I wonder what would you like to to do inside TBReport metric ? I hope it is not for logging to tensorboard :) Otherwise, please take a look here : https://labs.quansight.org/blog/2020/09/pytorch-ignite/#Common-training-handlers after "It is possible to extend the use of the TensorBoard logger very simply by integrating user-defined functions. For example, here is how to display images and predictions during training:"

erezalg commented 4 years ago

thanks @vfdev-5! As usual you are spot on :) Everything works better than what I was trying to do myself :D

One last question that I couldn't figure out myself is, when I have multiclass recall, the name of the class in the TB graph is the label enumeration. I assume I need some output_transform to change that to the class name, but couldn't figure out how to do it.

Thanks A LOT!!!

vfdev-5 commented 4 years ago

@erezalg thanks for the feedback !

One last question that I couldn't figure out myself is, when I have multiclass recall, the name of the class in the TB graph is the label enumeration.

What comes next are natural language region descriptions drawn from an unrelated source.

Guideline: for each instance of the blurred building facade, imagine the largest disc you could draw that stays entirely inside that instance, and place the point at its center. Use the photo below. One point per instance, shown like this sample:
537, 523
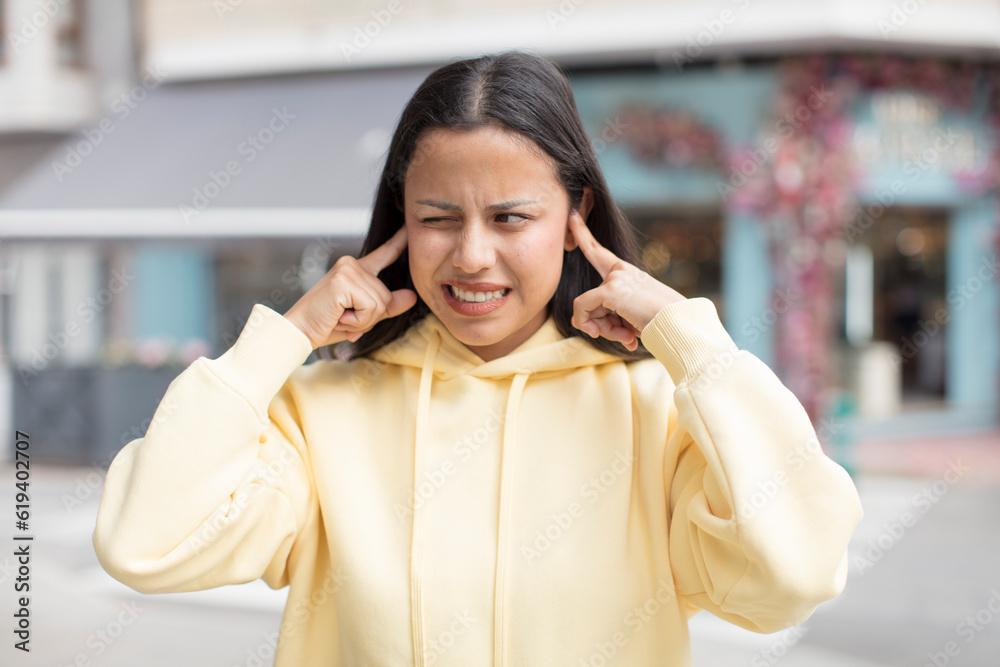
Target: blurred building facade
825, 172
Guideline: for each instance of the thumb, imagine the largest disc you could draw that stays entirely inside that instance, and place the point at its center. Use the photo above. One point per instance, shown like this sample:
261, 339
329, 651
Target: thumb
402, 300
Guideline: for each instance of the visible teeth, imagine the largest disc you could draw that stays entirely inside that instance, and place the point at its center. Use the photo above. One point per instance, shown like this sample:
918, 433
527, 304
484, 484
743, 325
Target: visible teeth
477, 297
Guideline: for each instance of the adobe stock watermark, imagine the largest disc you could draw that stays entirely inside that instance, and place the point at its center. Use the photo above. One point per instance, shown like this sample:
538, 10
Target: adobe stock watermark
88, 309
635, 620
216, 525
610, 132
968, 629
797, 457
590, 491
711, 30
249, 149
295, 616
35, 23
915, 169
464, 449
958, 297
364, 35
102, 639
755, 158
922, 503
92, 137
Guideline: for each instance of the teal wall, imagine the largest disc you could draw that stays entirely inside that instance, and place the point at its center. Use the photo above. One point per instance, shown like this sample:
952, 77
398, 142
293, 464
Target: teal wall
174, 292
734, 102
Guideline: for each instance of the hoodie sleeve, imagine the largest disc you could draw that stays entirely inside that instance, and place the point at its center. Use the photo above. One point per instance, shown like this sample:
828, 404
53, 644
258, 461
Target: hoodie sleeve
217, 490
759, 517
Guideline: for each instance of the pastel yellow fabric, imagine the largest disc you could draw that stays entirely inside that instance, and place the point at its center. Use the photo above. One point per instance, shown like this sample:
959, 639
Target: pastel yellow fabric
555, 506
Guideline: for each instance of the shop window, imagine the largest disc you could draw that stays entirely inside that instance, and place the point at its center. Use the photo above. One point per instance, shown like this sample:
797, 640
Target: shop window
69, 33
683, 249
273, 272
898, 303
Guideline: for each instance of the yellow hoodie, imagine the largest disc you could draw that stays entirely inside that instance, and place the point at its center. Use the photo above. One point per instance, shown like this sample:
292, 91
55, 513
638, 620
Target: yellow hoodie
556, 506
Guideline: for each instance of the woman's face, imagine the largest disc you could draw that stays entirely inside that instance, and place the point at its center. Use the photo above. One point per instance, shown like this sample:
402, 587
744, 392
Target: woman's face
486, 213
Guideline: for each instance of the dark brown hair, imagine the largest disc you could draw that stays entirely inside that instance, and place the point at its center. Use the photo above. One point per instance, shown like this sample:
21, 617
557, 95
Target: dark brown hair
530, 96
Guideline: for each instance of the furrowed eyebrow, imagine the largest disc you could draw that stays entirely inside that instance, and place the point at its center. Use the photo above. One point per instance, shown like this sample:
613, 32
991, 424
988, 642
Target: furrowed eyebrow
448, 206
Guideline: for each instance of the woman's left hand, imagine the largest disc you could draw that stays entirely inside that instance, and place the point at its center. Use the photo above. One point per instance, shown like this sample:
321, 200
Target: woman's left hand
627, 299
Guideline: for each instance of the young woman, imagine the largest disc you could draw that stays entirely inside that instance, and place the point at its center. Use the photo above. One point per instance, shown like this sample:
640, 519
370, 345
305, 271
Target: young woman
528, 451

Unfortunately, it is not possible out-of-the-box to add labes. This is something I was also thinking about to add as a feature request (if you'd like to send one, it could be helpful). The limitation is due to a tensor nature of metrics output: we have for example Recall metric that outputs torch.tensor([0.1, 0.2, 0.3, ..., 0.8]) and this is directly used within OutputHandler for the Tensorboard: https://github.com/pytorch/ignite/blob/75e20420a2391ad2e11ee17df65f781a659ae6ec/ignite/contrib/handlers/tensorboard_logger.py#L290-L291

However, there is a workaround to that. Idea is to create N metrics that output scalars instead of a single metric that gives a tensor. Thus we can label the metric as we'd like. We can use metrics arithmetics for that. Something like that should work:

num_classes = 10
cls_name_mapping = ["car", ...]
val_metrics = {}

for i in range(num_classes):
    cls_name = cls_name_mapping[i]
    val_metrics["Recall/{}".format(cls_name)] = Recall(average=False)[i].item()
erezalg commented 4 years ago

@vfdev-5 That did the trick. Would've been nice if you could give a dict object (mapping label enumeration to class) or just a list of strings but that works too and it's not TOO ugly.

Will most definitely open a feature request. The way it looks, maybe it's better to input the class list directly to the TensorboardLogger object instantiation? Seems like changing the API of metrics is complicated, esp when it's only for TB visualization. If the OutputHandler class gets metric_names, it's not weird to also give metric_classes

vfdev-5 commented 4 years ago

The way it looks, maybe it's better to input the class list directly to the TensorboardLogger object instantiation?

It is not only TB related but all other supported exp tracking systems too. For instance, I do not know where it would be better to add this meta info.

erezalg commented 4 years ago

I see, OK makes sense! I'll open the feature request and let's see where it leads!

Thanks again!

mfoglio commented 3 years ago

I would love to have the possibility of computing accuracy per each class out of the box too :) It would be nice to have the parameter average for Accuracy as provided for Recall and Precision.